Here’s the scoop on whale sharks

  • It’s a shark that’s the size of a whale! The whale shark is the world’s largest fish / shark. They can grow up to 12 metres long and their average size is from around 5.5 metres to 9 metres. They can weigh as much as a bus.
  • Each whale shark has its own unique pattern of spots, much like human fingerprints. Underneath, their bellies are white.

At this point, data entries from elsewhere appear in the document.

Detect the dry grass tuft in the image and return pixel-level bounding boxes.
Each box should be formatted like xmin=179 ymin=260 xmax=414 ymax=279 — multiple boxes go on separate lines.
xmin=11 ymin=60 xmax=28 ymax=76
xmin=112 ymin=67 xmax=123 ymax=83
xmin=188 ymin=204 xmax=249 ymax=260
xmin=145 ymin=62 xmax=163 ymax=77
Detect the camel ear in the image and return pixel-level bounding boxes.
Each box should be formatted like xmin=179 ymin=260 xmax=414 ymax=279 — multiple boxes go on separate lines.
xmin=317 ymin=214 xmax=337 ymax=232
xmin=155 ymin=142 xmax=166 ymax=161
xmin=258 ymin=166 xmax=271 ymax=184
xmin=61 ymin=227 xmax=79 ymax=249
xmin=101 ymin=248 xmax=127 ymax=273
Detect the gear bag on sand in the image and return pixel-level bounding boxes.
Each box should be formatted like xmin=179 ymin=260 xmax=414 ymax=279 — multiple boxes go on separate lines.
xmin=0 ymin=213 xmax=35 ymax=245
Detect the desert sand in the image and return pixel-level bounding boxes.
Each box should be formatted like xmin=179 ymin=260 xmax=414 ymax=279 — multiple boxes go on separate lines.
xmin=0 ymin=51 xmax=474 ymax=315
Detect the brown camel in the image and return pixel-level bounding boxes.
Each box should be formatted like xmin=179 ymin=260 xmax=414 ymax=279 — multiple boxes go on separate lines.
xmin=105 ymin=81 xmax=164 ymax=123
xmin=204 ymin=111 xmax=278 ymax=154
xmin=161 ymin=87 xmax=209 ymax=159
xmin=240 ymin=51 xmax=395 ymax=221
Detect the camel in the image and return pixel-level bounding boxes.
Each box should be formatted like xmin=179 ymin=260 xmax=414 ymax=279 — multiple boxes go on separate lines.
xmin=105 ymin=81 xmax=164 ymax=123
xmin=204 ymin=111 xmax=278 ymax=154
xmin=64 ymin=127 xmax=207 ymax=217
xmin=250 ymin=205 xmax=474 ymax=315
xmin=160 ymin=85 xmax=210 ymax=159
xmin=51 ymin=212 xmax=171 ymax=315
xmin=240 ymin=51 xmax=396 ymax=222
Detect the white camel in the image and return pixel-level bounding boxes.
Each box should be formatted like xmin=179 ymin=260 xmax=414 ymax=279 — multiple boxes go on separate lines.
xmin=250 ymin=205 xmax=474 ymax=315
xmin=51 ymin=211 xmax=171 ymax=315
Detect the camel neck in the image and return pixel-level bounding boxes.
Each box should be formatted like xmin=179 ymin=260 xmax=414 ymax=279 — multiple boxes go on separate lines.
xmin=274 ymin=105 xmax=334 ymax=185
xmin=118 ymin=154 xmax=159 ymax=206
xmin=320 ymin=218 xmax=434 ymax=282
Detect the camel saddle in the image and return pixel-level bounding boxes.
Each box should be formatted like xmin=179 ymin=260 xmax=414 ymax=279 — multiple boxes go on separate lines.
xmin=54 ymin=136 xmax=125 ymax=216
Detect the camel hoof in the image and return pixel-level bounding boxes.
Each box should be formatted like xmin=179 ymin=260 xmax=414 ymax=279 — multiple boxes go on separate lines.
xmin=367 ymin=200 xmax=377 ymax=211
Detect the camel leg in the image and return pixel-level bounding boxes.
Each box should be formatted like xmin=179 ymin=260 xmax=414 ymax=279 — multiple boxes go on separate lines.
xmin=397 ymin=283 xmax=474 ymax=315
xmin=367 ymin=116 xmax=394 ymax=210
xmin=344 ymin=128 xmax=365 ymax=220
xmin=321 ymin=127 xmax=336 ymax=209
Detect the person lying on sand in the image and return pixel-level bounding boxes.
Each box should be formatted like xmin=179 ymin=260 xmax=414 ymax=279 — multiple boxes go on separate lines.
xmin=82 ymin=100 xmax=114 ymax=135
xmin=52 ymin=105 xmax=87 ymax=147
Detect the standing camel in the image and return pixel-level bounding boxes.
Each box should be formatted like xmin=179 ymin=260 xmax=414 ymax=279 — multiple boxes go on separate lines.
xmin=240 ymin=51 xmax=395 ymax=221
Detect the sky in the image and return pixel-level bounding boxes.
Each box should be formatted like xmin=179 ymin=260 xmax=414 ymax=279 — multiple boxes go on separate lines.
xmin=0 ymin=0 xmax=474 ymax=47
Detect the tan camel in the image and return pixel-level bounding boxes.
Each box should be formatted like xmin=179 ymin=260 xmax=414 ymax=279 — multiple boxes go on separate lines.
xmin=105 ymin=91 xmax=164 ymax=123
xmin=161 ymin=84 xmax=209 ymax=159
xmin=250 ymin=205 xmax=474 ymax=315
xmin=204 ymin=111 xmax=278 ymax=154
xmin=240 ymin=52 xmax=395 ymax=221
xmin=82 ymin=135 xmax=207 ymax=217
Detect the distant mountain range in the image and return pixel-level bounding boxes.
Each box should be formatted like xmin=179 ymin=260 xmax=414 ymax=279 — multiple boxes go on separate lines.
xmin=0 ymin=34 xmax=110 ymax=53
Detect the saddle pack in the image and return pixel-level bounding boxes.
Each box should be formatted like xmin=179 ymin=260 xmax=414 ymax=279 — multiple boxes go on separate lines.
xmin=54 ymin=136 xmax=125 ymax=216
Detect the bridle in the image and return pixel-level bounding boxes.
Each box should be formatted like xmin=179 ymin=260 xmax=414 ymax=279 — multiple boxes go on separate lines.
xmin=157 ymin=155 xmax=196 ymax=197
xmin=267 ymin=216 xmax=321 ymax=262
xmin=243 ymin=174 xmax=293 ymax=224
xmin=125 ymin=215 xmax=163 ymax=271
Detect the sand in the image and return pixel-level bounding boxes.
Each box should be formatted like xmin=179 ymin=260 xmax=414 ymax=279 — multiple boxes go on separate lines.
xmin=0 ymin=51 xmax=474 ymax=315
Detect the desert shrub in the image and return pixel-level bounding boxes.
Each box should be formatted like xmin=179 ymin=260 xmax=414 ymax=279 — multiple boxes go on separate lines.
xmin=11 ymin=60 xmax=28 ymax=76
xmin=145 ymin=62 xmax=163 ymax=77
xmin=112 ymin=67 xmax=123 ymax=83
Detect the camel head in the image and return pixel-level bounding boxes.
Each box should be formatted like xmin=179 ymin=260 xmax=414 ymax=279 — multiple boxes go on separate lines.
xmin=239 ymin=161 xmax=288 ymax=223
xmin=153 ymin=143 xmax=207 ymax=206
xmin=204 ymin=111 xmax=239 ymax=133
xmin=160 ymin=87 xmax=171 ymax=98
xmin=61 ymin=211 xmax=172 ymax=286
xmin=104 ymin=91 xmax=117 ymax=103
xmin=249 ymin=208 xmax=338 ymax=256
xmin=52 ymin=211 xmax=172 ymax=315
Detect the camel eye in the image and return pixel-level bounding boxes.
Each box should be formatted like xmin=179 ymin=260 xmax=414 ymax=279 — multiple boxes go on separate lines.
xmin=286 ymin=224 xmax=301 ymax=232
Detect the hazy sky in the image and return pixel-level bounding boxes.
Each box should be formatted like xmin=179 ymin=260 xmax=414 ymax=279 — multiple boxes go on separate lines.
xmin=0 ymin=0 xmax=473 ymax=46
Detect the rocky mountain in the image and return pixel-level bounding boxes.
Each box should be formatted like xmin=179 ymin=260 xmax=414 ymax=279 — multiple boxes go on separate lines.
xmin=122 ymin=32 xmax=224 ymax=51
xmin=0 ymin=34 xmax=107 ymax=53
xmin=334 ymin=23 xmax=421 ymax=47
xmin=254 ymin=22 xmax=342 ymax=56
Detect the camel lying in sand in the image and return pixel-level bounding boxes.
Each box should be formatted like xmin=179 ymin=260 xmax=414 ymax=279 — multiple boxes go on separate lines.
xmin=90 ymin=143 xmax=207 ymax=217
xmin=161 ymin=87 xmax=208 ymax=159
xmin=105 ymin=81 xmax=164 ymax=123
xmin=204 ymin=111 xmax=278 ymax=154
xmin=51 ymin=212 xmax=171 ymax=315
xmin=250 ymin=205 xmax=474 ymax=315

  • A mysterious migratory creature, whale sharks like warmer areas and are found in tropical waters.
  • A whale shark’s mouth is about 1.5 m wide. Inside, they have rows of over 300 teeth, but they don’t use these teeth to eat because they’re filter feeders.
  • While they are meat-loving carnivores, whale sharks do not attack humans. They are filter feeders and eat krill, crab and fish larvae, small schooling fish and jellyfish.
  • While they give birth to live young, they are not a mammal like a whale. The whale shark is ovoviparous, meaning the female produces eggs that hatch insider her. When the young are fully developed, the female gives birth to around 300 live young.
  • Whale sharks can live around 100 years.
  • Whale sharks are under threat worldwide.